If there are Jews in Panem, we don’t see them crying out against the evil. Therefore, there are no Jews.
The theater where I saw the prequel was filled mostly with young adults and teens, primarily girls. No surprise, although the books have had much more crossover demographic appeal than the “Twilight” series. For most of the film, there was silence. The viewers were rapt – dare I say, reverential, as they watched kids killing kids.

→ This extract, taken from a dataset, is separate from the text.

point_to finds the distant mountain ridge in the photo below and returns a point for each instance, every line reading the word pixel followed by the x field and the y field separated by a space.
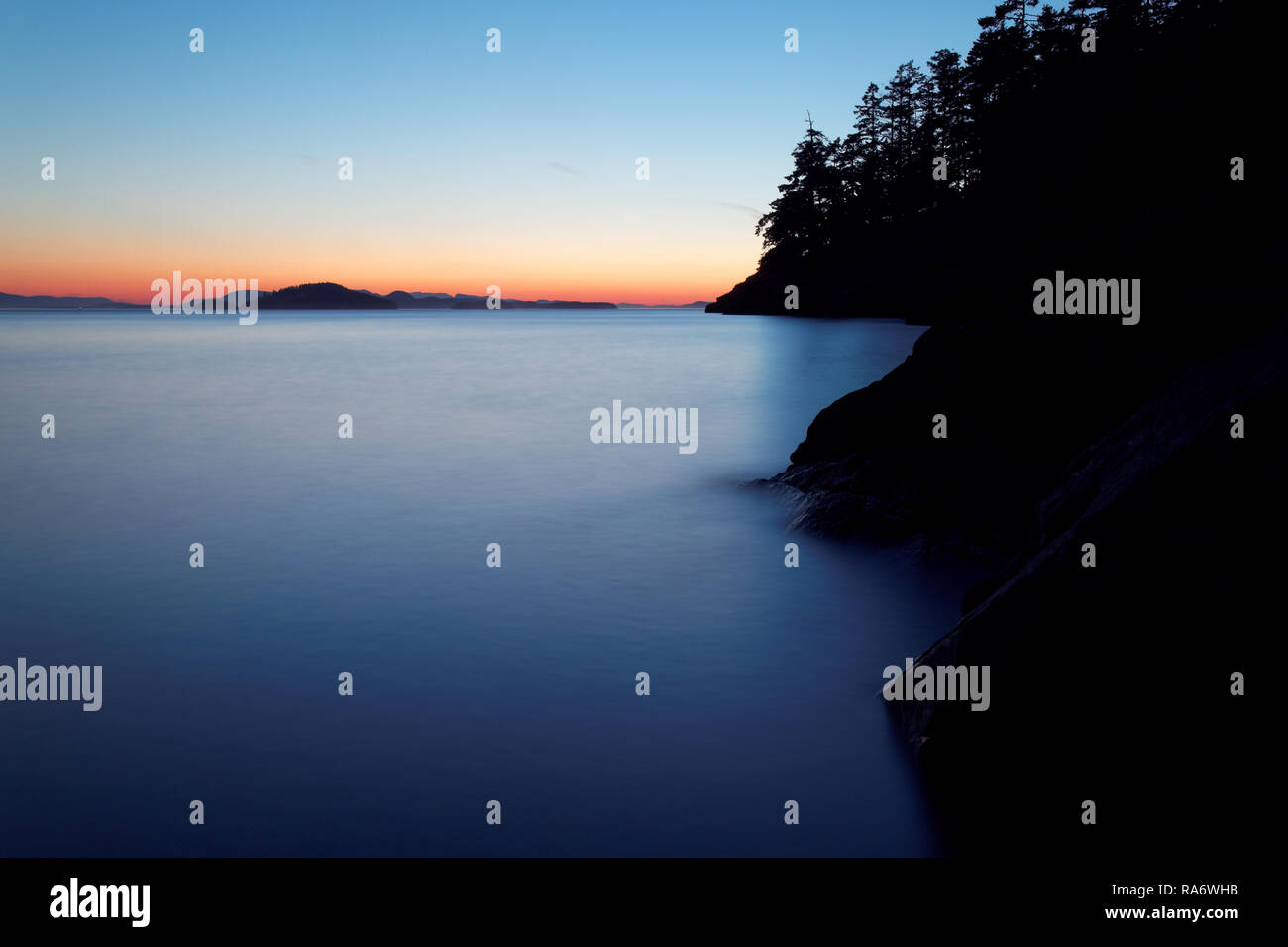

In the original film, when Cato, the most vicious of Katniss’s opponents, met his bloody demise, there were no cheers of the sort you might hear when the Wicked Witch melts or Voldemort is finally overcome. There is something deeper going on here than a simple victory of good over evil, and the young people present were tapping into that. I’ve been to jingoistic political events where adults were far less attuned to the banality of bloodlust. It made me wonder just how much this group saw Katniss as fighting their fight and bleeding their wounds. Whatever the reason, this room filled with scores of young people was as quiet as a cathedral at the end.
There was little reason to cheer. Katniss and Lucy are not so much victors as survivors. The evil apparatus remains in place. The gods of the government will demand the blood of more children next year, as expiation for the sin of rebellion. The ritualized deaths of the innocent will once again be the price for staying alive. The controlled, abuse of the young will keep chaos at bay. The kids seemed to intuit that, to an extent, what they saw on those killing fields of the Capitol goes on around them every day. Not just in Gaza or Be’eri, but everywhere, everywhere where children become invisible and human life becomes expendable.
That’s not what Judaism is teaching. For although Abraham thought God was compelling him to kill his child, high on Mount Moriah, as he was about to lower his knife, an angelic voice called out and said, “Do not lay a finger on that lad! That is NOT what God wants, Abraham!
That is NOT what religion is all about, Abraham! That is NOT what Judaism is all about! We don’t kill children – we don’t abuse children! We don’t abandon children! We don’t teach children to hate! We love them! We protect them! We teach them to love their neighbors, that all children are children of God! That’s the punch line, Abraham! I nearly had you fooled, didn’t I?” sayeth the Lord.
That, my friends, is the Jewish ethos. I’m not saying that children’s lives haven’t been tragically cut short by Israeli weaponry these past several weeks. They have. Too many have. And one is too many. But just remember who those kids were shielding, where those rockets have been fired from and where they were targeted to land. When a child dies, any child, Jews mourn. To accuse us of deliberately targeting children is to demonstrate the cruelest and most venomous form of antisemitism that exists on this planet.
But perhaps that also is the point.
In the end, “The Hunger Games” celebrates the indestructibility of the human spirit and the unquenchable thirst for freedom. But it also pays homage to the darkest side of the Dark Side, the part of each one of us that can look at systematic brutality toward children and find it to be abhorrent - but perfectly plausible.
Of course it is. Hamas just committed it thousands of times. And the world barely flinched.